Political operatives wonder how the only foreign-policy presidential debate of 2012 will deal with Saturday’s New York Times report that the Obama administration has agreed “in principle” to direct nuclear talks with Iran after the election. Another Iran story, however, also deserves attention on tonight’s debate stage.
Either Mitt Romney or moderator Bob Schieffer could launch an important dialogue by asking: How, if at all, has the Obama administration responded to Iran’s having launched one of the most brazen terror plots in history—to explode a bomb inside a Washington, D.C., restaurant to kill the Saudi ambassador and everyone else nearby?
But despite the high-profile press conferences that accompanied last year’s announcement, the public record suggests that the Obama administration has done nothing to penalize the Iranian government for this terrorist outrage beyond what it was doing anyway to protest Iran’s nuclear-weapons plans. Iranian officials have paid no price whatever in the 12 months since the indictments—not militarily, diplomatically or even with clear words about the consequences of plotting to blow up a public space in America’s capital city.
President Obama may claim that he has responded in secret. But if so, has his administration briefed relevant congressional committees behind closed doors? If not, have those committees requested such briefings?

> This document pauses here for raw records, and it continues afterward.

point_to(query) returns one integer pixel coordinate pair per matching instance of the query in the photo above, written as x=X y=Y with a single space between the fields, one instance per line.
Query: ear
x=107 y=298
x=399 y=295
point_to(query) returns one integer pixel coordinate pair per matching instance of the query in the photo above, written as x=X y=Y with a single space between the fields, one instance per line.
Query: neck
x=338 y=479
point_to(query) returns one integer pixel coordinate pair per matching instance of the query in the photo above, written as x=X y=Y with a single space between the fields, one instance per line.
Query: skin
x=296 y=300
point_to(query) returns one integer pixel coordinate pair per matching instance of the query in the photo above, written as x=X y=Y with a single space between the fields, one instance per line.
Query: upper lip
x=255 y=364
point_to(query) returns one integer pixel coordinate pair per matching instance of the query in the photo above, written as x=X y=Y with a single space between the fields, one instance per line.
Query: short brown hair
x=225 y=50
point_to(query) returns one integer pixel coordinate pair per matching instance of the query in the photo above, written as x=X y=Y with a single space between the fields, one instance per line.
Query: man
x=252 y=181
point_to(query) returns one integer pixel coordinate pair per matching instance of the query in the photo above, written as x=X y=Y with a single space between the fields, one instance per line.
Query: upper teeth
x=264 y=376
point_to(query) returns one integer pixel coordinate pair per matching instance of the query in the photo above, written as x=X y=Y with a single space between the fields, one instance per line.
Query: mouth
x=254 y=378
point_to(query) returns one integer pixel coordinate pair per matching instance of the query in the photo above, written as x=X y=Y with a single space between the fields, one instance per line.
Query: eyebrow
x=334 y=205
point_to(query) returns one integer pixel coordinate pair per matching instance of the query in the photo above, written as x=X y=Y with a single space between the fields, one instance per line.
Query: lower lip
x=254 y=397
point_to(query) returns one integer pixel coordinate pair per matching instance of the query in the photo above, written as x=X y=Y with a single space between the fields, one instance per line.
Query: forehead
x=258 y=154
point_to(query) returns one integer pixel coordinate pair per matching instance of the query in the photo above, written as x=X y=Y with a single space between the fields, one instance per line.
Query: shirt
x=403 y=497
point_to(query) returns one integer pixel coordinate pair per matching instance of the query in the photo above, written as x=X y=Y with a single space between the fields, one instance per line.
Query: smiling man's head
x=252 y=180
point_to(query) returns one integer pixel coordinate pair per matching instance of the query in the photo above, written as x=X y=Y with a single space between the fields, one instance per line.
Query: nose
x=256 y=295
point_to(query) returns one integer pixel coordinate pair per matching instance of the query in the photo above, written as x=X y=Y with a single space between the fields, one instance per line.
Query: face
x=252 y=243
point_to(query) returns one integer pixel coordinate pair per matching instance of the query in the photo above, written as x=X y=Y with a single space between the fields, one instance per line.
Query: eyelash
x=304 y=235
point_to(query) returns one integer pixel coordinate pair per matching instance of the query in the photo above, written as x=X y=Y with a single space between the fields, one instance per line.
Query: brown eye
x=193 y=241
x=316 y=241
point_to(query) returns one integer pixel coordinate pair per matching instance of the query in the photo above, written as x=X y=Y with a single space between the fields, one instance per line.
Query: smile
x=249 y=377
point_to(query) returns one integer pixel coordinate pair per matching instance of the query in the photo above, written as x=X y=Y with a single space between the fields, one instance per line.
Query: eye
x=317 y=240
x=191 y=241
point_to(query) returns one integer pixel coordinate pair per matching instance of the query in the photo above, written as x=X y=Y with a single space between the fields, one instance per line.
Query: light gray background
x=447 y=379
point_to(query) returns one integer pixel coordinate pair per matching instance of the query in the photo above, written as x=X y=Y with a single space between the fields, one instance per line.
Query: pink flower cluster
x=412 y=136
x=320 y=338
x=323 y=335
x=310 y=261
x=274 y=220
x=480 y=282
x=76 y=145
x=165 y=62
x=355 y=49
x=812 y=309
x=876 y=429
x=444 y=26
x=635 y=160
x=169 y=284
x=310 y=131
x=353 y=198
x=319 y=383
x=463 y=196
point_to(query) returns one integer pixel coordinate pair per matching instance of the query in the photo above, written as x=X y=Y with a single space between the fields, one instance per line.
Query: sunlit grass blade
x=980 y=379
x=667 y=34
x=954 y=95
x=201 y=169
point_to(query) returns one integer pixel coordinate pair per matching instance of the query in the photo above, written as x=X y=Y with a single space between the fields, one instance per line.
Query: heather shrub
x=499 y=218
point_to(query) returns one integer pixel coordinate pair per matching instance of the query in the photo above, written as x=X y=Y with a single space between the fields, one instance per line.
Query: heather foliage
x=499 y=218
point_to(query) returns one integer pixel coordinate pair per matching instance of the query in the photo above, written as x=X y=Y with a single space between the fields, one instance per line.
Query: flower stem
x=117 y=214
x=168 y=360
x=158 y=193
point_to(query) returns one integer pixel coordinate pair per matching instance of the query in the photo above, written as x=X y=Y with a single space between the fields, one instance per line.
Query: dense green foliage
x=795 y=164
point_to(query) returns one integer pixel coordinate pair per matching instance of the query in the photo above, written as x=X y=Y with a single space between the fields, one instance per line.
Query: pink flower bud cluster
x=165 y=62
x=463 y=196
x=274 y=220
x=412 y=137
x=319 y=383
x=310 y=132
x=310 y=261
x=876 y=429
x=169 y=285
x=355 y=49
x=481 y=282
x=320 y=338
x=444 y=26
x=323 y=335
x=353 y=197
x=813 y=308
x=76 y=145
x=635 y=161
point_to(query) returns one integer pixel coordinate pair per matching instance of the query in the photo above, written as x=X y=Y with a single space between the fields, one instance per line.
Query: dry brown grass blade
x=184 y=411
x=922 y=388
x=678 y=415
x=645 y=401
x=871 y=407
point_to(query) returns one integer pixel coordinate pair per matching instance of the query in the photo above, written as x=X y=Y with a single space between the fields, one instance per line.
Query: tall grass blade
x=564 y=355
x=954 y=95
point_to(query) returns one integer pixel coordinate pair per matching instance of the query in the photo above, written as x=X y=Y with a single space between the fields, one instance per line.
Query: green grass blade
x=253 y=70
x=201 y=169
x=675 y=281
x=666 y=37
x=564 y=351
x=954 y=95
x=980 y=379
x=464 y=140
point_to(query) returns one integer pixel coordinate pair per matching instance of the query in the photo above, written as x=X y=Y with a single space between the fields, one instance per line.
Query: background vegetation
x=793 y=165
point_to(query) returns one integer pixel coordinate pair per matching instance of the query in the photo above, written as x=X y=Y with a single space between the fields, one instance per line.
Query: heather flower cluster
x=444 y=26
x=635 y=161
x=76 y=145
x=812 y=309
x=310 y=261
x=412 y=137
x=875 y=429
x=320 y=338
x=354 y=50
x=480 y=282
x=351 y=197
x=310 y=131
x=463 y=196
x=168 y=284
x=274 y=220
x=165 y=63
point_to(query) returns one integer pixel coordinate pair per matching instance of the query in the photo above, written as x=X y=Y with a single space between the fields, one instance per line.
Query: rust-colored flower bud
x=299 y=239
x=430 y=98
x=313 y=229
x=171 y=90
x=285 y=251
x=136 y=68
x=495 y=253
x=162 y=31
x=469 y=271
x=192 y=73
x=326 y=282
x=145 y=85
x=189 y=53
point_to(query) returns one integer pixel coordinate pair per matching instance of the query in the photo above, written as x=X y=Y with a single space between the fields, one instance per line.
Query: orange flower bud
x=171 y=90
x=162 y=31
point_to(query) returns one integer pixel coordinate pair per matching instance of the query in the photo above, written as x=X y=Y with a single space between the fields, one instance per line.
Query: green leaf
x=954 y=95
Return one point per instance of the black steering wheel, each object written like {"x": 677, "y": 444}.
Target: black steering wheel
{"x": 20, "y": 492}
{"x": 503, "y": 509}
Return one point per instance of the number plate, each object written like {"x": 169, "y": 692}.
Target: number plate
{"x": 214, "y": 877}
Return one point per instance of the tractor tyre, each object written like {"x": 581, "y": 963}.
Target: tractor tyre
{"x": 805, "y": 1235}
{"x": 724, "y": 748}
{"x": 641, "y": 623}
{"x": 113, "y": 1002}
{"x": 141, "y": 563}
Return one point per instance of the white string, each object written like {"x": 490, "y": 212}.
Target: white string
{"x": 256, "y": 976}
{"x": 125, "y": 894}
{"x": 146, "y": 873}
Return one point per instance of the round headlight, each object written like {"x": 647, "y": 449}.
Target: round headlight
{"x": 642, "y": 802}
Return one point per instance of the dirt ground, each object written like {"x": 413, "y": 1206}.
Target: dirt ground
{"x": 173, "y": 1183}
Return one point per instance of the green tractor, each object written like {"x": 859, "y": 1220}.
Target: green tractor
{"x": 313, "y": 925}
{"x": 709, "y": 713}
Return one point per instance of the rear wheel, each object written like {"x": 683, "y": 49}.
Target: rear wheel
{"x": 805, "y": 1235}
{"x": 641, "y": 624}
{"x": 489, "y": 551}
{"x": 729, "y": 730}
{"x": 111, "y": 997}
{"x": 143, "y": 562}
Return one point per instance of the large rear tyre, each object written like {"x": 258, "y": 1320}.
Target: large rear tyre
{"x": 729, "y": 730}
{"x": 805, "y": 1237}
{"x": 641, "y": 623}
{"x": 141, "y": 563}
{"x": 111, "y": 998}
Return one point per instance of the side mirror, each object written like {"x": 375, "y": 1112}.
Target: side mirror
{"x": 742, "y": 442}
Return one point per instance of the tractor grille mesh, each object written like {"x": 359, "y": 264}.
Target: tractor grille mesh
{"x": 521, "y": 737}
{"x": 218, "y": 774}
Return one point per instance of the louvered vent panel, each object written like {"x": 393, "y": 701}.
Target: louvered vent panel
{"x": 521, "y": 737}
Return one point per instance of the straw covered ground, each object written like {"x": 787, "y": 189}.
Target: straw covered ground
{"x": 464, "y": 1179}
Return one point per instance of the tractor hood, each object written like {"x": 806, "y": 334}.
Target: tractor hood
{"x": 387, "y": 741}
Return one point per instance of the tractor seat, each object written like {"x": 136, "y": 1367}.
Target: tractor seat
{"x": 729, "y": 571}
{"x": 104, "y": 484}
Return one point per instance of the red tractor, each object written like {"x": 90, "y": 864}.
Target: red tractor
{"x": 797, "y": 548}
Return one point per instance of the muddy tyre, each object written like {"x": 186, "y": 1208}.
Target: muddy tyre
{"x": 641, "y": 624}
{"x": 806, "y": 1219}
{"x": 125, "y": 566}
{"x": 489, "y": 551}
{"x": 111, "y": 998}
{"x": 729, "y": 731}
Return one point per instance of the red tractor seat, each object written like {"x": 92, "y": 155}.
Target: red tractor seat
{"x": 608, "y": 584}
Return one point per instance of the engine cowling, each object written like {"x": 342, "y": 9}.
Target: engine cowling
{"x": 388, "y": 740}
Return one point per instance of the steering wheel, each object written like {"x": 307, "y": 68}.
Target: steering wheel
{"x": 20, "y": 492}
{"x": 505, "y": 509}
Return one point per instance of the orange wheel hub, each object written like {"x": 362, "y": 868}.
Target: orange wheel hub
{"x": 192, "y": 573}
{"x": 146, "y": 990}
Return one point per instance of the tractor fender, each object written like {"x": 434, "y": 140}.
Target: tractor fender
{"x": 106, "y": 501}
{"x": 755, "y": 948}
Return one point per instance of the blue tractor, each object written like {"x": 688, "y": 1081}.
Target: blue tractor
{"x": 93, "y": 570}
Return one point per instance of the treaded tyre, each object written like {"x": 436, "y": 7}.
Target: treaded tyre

The Iranian plot almost never factors into administration officials’ public statements about the general threat posed by Iran, its nuclear program and its sponsorship of international terrorism. Yet Tehran’s willingness to dispatch agents of its Revolutionary Guard to attack Washington speaks directly to the regime’s ambitions, willingness to take risks and susceptibility to sanctions. This is relevant to whether America can rely safely on the hope that it could contain a nuclear Iran should it come to that.